There are a few limitations to our study. All of the patients in our study had an established diagnosis of gastroesophageal reflux disease. As intraepithelial lymphocytes and eosinophils, as well as reactive changes such as spongiosis, are known to be present in gastroesophageal reflux disease, this may have had an impact on our results. We attempted to reduce this impact by counting intraepithelial eosinophils and by using definitions of eosinophilic esophagitis and lymphocytic esophagitis which would be more specific than what might be explained by gastroesophageal reflux disease alone. However, the possibility still remains, as suggested by others, that the histologic finding of lymphocytic esophagitis is within the spectrum of gastroesophageal reflux disease clinically.

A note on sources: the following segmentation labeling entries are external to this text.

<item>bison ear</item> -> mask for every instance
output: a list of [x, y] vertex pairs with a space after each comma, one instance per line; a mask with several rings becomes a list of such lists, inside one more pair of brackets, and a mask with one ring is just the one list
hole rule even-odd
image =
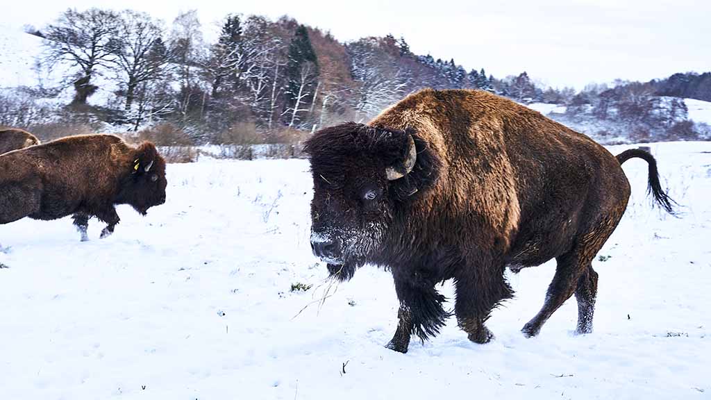
[[156, 159], [158, 158], [158, 149], [155, 144], [150, 142], [144, 142], [136, 149], [136, 159], [134, 160], [134, 174], [148, 172], [153, 167]]

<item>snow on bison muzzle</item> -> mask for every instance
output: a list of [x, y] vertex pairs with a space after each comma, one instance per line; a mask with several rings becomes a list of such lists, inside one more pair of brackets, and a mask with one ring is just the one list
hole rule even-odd
[[557, 267], [543, 307], [523, 332], [537, 335], [570, 296], [577, 332], [592, 331], [592, 262], [627, 206], [621, 164], [649, 164], [657, 202], [673, 212], [654, 157], [616, 157], [589, 137], [479, 90], [424, 90], [367, 125], [325, 128], [306, 144], [314, 179], [311, 247], [340, 280], [363, 264], [390, 269], [400, 300], [390, 349], [437, 335], [449, 314], [435, 285], [452, 279], [454, 315], [485, 343], [491, 310], [512, 297], [504, 270]]

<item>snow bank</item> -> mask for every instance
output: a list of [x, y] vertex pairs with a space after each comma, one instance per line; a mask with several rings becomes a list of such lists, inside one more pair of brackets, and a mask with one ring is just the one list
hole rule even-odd
[[689, 119], [695, 122], [711, 125], [711, 102], [684, 99], [689, 110]]

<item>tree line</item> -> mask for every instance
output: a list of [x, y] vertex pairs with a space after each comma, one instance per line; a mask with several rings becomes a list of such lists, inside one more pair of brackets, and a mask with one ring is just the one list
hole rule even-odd
[[[668, 110], [653, 98], [699, 98], [711, 83], [711, 74], [678, 74], [579, 92], [543, 88], [525, 72], [498, 79], [454, 59], [414, 54], [404, 38], [343, 43], [287, 16], [225, 16], [213, 43], [203, 38], [195, 11], [166, 26], [132, 10], [68, 9], [33, 33], [46, 39], [42, 63], [70, 71], [73, 97], [65, 112], [125, 130], [171, 124], [194, 144], [299, 140], [330, 124], [366, 121], [424, 88], [476, 88], [525, 104], [564, 105], [569, 121], [656, 118], [659, 110], [663, 119], [677, 121], [685, 117], [683, 102]], [[105, 104], [91, 100], [100, 87], [111, 90]]]

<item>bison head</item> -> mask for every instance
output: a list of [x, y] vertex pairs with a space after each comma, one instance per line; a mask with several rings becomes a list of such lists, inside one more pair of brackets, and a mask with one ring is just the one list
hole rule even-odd
[[131, 172], [119, 198], [143, 215], [166, 202], [166, 162], [149, 142], [144, 142], [131, 158]]
[[398, 207], [434, 178], [425, 147], [412, 130], [353, 122], [324, 129], [307, 141], [311, 248], [331, 275], [350, 279], [365, 263], [378, 262]]

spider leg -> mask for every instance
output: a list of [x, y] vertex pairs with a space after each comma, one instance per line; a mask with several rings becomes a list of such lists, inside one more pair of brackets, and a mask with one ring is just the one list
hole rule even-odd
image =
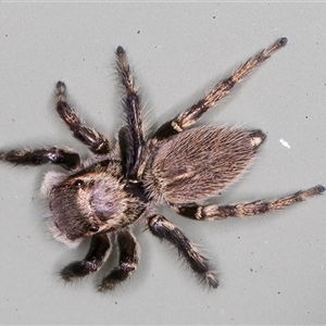
[[325, 187], [318, 185], [308, 190], [300, 190], [293, 195], [285, 196], [271, 201], [255, 200], [252, 202], [240, 202], [234, 205], [171, 205], [178, 214], [183, 216], [200, 221], [214, 221], [224, 220], [228, 216], [252, 216], [274, 210], [280, 210], [296, 202], [303, 201], [306, 198], [321, 195], [324, 191]]
[[187, 237], [170, 221], [162, 215], [153, 215], [148, 221], [150, 231], [158, 238], [171, 242], [185, 258], [187, 264], [200, 277], [201, 281], [206, 281], [211, 287], [217, 288], [217, 276], [212, 271], [206, 258], [204, 258], [198, 248], [191, 243]]
[[92, 236], [90, 248], [83, 261], [72, 262], [65, 266], [60, 275], [64, 280], [85, 277], [97, 272], [106, 261], [111, 251], [110, 239], [106, 234]]
[[246, 77], [255, 66], [268, 59], [274, 51], [284, 47], [286, 43], [287, 38], [279, 38], [271, 47], [250, 58], [231, 76], [216, 84], [216, 86], [203, 99], [177, 115], [172, 121], [163, 124], [155, 131], [153, 138], [161, 140], [178, 134], [185, 128], [193, 125], [203, 113], [205, 113], [210, 108], [214, 106], [222, 98], [227, 96], [234, 89], [235, 85], [241, 82], [243, 77]]
[[141, 103], [130, 66], [126, 60], [126, 52], [122, 47], [116, 49], [116, 64], [121, 83], [124, 86], [123, 109], [127, 125], [118, 134], [125, 176], [137, 179], [145, 148], [141, 121]]
[[63, 82], [57, 83], [57, 112], [73, 133], [73, 136], [86, 145], [96, 155], [106, 155], [110, 152], [110, 142], [95, 129], [87, 127], [76, 112], [67, 103], [66, 86]]
[[40, 149], [17, 149], [0, 152], [0, 160], [13, 165], [58, 164], [65, 170], [80, 166], [78, 153], [63, 147], [43, 147]]
[[99, 285], [100, 291], [113, 290], [116, 285], [126, 280], [137, 268], [139, 260], [139, 244], [129, 229], [117, 233], [120, 248], [118, 265], [105, 276]]

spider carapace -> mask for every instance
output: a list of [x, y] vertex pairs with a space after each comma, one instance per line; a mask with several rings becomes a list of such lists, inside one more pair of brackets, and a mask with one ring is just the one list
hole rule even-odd
[[204, 203], [248, 167], [265, 134], [260, 129], [225, 125], [193, 127], [193, 124], [286, 43], [285, 37], [279, 38], [250, 58], [203, 99], [149, 137], [143, 133], [141, 101], [134, 74], [125, 50], [118, 47], [116, 67], [123, 86], [125, 124], [115, 143], [84, 124], [68, 104], [65, 84], [58, 82], [57, 112], [73, 136], [88, 147], [91, 158], [83, 161], [73, 149], [50, 146], [0, 151], [0, 160], [13, 165], [52, 163], [65, 170], [65, 173], [48, 172], [41, 185], [41, 193], [50, 209], [50, 229], [57, 240], [71, 247], [91, 238], [86, 256], [61, 271], [65, 280], [98, 271], [110, 254], [112, 241], [120, 252], [118, 263], [99, 283], [99, 289], [112, 290], [126, 280], [139, 260], [139, 244], [133, 233], [134, 224], [139, 222], [152, 235], [172, 243], [201, 281], [216, 288], [217, 274], [208, 259], [180, 229], [158, 214], [158, 205], [168, 204], [188, 218], [215, 221], [278, 210], [325, 191], [323, 186], [315, 186], [271, 201]]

Another limitation to our study is that we did not separate our patients into more specific therapy groups. Some of our patients received both radiofrequency ablation and cryotherapy so the histologic findings of lymphocytic esophagitis could be associated with the combination of radiofrequency ablation and cryotherapy and not just cryotherapy alone, although cryotherapy was an independent risk factor for lymphocytic esophagitis. In addition, because there are no specific symptoms to differentiate gastroesophageal reflux disease from lymphocytic esophagitis, we did not evaluate for symptoms in our patient population.

We describe for the first time histologic lymphocytic esophagitis in Barrett's esophagus patients who have undergone ablation therapy. In these patients, lymphocytic esophagitis was associated with prior cryoablation, hyperlipidemia, and history of smoking. We also found more patients with intraepithelial eosinophils post ablation, but no increase in eosinophilic esophagitis. Lymphocytic esophagitis is a new entity that needs further characterization as to etiology and clinical significance. It is important for a pathologist to report the histologic findings in order to help clinicians look for signs or symptoms in the patient, and exclude other histologically similar entities.